Envoyé spécial à Istanbul
On ne les entend jamais, on ne les lit jamais. C’est une masse indistincte, dont on ne distingue que les cris en faveur d’Erdogan et d’Allah. Depuis deux semaines, des centaines de milliers de Turcs investissent chaque soir les rues d’Istanbul et d’autres grandes villes de leur pays, pour fêter la victoire de la démocratie
, l’échec du coup d’État du 15 juillet (lire l’épisode 24, « La Turquie accuse l’après-coup »). Le Président Recep Tayyip Erdogan a demandé au peuple de garder la rue ? La foule débarque par groupes sur les places en fin d’après-midi. Certains viennent en voitures, drapeaux aux fenêtres, klaxons enfoncés, d’autres par les transports en commun. Plus personne ne paie dans les bus, le métro, les bateaux, ils sont complètement gratuits depuis le coup d’État manqué et la mesure a été prolongée cette semaine jusqu’au 31 juillet au moins.

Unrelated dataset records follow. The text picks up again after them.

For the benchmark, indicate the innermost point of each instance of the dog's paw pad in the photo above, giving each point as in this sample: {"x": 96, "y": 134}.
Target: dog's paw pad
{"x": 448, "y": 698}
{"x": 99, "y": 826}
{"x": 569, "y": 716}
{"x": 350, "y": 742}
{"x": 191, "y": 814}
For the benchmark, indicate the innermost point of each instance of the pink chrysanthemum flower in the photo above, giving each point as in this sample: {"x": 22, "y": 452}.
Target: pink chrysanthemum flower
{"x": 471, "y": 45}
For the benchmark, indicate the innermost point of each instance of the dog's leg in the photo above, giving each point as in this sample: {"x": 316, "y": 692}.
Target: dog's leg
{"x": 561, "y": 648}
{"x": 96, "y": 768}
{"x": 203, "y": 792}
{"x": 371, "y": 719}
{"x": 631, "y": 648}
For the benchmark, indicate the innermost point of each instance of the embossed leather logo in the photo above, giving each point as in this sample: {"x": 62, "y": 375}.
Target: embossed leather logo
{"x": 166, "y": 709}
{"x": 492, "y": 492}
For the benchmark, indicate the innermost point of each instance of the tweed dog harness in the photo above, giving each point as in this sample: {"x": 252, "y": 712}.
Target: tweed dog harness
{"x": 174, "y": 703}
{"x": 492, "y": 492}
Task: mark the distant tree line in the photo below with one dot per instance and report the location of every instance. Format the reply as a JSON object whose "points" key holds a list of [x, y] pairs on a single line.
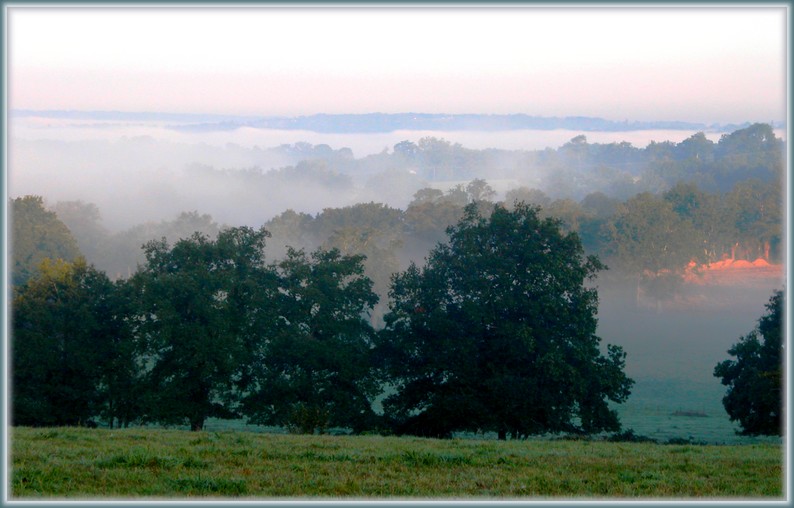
{"points": [[205, 326]]}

Dans le centre d’Istanbul, sur la place Taksim, interdite depuis des années à tout rassemblement public, une scène géante à la sonorisation ultra-puissante a été installée, on l’entend à des centaines de mètres à la ronde, des camions distribuent gratuitement de la nourriture, de l’eau. Les grands moyens (publics) ont été déployés par la mairie. Sur les écrans, entre deux marches ottomanes, un film réalisé comme la bande-annonce d’une superproduction américaine chauffe la foule à blanc, mêlant des images de la nuit du 15 juillet, des témoignages de citoyens qui se sont dressés devant les chars, des civils murmurant sur des lits d’hôpitaux, des cris, des pleurs, des grondements, sur une musique dont les basses font trembler tout le quartier. Disséminés dans le film, des plans du Président Erdogan, notamment la désormais mythique séquence dans laquelle il parle à son peuple depuis son téléphone portable via l’application Facetime. Les visages sont graves devant le film, puis la joie reprend, les drapeaux s’agitent, les supporters dansent, crient.
Qui sont-ils ? Qu’est-ce qui les lie à leur Président, pourquoi l’aiment-ils ? Que pensent-ils de ses purges ? De Fethullah Gülen, que le pouvoir accuse d’avoir organisé le putsch ? De la religion qui, désormais, envahit tous les soirs l’espace public en Turquie ? Galerie de portraits en deux volets de ces supporters qui ont l’impression, depuis quinze jours, de participer à l’histoire en temps réel, une mythification soigneusement orchestrée par le pouvoir en place.
Depuis le 15 juillet, Erran et Bahar viennent tous les soirs sur la place Taksim, parfois avec leurs parents.